Abstract
Edward Seto received his bachelor’s degree from the University of California at Irvine and his PhD from the University of California at San Francisco. After completing an American Cancer Society Postdoctoral Fellowship in Thomas Shenk’s laboratory at Princeton University, Dr. Seto spent 4 years as an assistant professor at the University of Texas before moving his research group to the Moffitt Cancer Center at the University of South Florida. Dr. Seto currently holds the Ralph R. Kaul Endowed Professorship at the Moffitt Cancer Center and is the chairman of the Molecular Oncology Department.
Dr. Seto’s laboratory was the first to discover and clone HDAC2 and HDAC3 enzymes and to perform detailed analyses of these proteins. His laboratory was also the first to demonstrate that HDACs repress transcription when recruited to promoters. Over the last 16 years, his laboratory has been actively studying many different aspects of histone deacetylation, including the dissection of all 11 human class I and II HDACs. This work has led to seminal discoveries on the regulation of histone acetylation/deacetylation and identification of key nonhistone targets of the HDAC enzymes.

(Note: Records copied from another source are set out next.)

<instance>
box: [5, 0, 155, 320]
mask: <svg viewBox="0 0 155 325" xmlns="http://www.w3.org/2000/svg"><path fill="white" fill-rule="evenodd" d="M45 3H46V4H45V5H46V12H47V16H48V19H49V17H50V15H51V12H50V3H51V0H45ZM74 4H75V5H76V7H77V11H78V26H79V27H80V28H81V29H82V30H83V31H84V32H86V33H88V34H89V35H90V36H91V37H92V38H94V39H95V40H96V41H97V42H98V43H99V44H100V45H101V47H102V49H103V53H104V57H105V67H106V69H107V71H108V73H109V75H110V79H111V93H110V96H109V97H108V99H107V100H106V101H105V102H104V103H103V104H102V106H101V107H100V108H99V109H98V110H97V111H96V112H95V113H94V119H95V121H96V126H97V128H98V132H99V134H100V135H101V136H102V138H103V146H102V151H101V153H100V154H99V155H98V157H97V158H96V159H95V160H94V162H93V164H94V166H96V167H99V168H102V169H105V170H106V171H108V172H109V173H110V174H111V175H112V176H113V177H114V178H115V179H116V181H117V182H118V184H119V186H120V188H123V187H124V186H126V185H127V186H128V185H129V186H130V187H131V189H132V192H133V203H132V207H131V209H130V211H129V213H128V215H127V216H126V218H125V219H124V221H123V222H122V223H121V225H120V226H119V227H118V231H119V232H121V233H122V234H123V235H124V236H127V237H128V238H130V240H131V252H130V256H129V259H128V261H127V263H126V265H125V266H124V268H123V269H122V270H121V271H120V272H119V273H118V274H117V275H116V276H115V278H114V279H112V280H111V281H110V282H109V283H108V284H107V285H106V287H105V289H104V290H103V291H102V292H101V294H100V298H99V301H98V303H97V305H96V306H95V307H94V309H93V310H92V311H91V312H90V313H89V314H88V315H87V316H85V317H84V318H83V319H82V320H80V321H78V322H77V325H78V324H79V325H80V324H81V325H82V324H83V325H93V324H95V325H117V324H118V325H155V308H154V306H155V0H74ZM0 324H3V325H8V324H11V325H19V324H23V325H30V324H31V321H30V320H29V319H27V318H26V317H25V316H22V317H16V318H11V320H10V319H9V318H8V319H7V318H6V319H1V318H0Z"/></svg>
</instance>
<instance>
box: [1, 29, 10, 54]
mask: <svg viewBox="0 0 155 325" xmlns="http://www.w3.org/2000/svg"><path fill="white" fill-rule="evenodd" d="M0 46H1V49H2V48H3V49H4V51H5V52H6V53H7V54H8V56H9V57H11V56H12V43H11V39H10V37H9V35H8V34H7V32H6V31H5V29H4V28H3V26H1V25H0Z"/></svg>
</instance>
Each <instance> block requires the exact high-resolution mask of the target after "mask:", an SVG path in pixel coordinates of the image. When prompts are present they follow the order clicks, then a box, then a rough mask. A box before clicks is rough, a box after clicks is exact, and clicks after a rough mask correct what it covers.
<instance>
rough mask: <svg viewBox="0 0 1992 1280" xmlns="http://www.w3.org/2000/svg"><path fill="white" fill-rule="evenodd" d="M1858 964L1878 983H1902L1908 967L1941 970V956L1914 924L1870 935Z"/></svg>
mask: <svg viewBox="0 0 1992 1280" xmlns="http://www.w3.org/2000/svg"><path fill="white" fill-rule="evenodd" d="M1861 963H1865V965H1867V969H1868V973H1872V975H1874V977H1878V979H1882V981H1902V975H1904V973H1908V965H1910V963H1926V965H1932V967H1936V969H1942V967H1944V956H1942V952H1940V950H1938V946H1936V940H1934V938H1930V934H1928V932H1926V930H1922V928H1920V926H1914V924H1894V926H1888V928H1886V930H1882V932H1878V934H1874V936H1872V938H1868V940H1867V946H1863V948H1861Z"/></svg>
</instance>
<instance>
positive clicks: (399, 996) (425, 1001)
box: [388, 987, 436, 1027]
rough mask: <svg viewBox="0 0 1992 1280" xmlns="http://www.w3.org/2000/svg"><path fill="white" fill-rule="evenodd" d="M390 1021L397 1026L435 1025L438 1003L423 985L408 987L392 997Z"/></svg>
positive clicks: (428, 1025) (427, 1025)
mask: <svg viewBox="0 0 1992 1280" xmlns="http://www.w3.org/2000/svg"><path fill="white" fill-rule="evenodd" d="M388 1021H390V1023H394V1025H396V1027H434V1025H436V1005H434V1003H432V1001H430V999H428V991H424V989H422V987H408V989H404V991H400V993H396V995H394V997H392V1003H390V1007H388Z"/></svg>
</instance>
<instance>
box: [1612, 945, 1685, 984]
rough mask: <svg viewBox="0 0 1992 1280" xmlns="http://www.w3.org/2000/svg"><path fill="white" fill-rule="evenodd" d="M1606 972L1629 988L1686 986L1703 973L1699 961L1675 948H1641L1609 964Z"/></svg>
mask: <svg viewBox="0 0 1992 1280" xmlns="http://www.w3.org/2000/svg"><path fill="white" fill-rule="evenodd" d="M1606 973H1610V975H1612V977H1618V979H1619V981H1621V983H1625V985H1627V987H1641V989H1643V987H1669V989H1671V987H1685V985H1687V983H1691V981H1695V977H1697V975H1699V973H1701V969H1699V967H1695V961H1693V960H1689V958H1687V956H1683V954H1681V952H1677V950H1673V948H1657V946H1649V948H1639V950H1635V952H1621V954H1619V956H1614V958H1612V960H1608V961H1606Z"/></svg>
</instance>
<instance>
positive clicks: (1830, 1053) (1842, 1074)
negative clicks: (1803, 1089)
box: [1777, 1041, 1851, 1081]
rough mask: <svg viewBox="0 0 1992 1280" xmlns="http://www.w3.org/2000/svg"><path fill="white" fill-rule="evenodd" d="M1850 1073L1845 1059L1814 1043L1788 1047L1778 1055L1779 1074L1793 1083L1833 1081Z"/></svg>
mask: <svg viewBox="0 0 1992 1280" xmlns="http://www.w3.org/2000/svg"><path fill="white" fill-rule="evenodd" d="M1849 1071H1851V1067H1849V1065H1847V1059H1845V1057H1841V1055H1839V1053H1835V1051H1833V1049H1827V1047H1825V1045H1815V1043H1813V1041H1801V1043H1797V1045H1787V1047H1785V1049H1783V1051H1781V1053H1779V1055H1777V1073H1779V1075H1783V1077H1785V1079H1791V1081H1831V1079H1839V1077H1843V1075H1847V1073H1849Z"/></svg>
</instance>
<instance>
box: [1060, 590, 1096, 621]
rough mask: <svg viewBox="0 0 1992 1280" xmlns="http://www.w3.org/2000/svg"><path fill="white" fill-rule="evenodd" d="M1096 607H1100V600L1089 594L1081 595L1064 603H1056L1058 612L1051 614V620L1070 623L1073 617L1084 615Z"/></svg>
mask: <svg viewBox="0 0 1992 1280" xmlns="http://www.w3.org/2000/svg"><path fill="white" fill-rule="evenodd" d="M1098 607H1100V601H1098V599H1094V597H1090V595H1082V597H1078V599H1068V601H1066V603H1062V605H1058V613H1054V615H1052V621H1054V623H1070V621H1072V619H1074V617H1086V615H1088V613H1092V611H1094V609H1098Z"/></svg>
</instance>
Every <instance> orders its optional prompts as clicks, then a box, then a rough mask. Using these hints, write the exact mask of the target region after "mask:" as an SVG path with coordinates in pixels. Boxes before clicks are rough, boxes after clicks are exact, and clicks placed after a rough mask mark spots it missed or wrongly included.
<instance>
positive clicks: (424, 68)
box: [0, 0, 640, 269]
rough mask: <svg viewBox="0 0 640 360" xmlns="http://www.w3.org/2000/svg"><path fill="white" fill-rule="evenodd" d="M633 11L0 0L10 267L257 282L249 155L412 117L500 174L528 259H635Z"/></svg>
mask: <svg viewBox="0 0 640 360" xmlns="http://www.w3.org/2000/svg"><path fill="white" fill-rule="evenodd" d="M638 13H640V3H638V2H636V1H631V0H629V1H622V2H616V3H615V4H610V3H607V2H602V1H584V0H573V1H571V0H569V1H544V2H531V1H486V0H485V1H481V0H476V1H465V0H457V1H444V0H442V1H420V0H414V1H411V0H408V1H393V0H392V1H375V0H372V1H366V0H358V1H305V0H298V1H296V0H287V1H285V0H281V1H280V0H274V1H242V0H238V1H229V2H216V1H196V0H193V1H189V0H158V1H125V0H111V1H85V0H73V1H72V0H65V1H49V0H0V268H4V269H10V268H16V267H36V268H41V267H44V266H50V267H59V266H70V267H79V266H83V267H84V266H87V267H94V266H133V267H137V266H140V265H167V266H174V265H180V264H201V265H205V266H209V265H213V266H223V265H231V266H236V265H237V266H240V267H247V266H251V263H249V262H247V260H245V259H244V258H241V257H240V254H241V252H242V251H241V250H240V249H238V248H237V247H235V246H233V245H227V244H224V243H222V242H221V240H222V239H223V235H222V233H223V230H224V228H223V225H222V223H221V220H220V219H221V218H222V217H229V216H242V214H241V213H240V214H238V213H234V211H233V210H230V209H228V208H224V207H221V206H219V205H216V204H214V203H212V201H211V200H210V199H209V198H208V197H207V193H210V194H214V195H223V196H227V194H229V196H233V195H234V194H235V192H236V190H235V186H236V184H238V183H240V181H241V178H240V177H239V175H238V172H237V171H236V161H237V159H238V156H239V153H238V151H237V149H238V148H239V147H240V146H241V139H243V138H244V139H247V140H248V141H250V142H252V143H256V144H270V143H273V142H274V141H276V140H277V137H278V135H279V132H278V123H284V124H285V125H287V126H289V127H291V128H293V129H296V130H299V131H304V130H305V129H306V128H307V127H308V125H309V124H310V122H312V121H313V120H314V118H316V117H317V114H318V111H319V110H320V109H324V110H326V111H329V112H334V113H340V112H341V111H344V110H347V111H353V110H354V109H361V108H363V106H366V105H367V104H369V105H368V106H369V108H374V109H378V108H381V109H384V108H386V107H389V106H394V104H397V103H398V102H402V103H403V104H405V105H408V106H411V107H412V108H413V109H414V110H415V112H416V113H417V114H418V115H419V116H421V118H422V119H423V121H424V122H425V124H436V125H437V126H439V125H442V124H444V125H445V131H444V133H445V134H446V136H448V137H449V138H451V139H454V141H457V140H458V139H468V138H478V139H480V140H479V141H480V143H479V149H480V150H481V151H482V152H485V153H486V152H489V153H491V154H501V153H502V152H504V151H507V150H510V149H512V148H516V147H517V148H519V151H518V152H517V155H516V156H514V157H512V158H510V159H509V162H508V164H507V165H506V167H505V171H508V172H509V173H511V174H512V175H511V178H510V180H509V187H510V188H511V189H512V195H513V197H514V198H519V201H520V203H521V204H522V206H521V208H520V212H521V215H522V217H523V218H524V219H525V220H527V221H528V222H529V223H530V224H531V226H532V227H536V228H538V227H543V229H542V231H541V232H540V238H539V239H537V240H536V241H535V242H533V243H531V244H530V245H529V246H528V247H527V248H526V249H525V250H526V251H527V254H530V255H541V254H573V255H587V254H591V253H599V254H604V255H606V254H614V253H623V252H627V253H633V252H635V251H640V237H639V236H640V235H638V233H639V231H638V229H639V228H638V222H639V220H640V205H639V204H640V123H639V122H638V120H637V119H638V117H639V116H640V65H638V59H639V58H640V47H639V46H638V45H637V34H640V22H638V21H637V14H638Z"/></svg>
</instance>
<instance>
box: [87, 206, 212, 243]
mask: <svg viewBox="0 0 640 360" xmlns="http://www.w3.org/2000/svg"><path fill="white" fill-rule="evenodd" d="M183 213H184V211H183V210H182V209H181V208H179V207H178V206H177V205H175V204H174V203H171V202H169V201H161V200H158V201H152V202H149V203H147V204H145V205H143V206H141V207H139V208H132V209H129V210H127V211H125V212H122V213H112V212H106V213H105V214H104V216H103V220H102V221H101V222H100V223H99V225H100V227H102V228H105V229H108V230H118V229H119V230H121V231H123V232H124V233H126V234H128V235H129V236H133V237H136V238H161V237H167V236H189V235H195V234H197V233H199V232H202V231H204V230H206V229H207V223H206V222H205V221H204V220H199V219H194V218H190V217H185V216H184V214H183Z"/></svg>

Recently, Dr. Seto extended his work to the class III sirtuin HDACs. His laboratory found that SIRT1 deacetylates the Nijmegen breakage syndrome 1 (NBS1) protein and has a positive role in promoting DNA double-strand break repair. Additionally, Dr. Seto’s laboratory discovered that the DNA methyltransferase 1 (DNMT1) enzyme is a SIRT1 substrate and that deacetylation of DNMT1 by SIRT1 enhances DNA methyltransferase activity. Finally, his laboratory reported the observation that SIRT1 negatively regulates the activities and functions of 2 acetyltransferases, hMOF and TIP60.
Dr. Seto has published over a hundred scientific articles and currently serves on several editorial and advisory boards. Together with Dr. Xiang-Jiao Yang (McGill University), he organized the 2007 FASEB Summer Research Conference on Histone Deacetylases.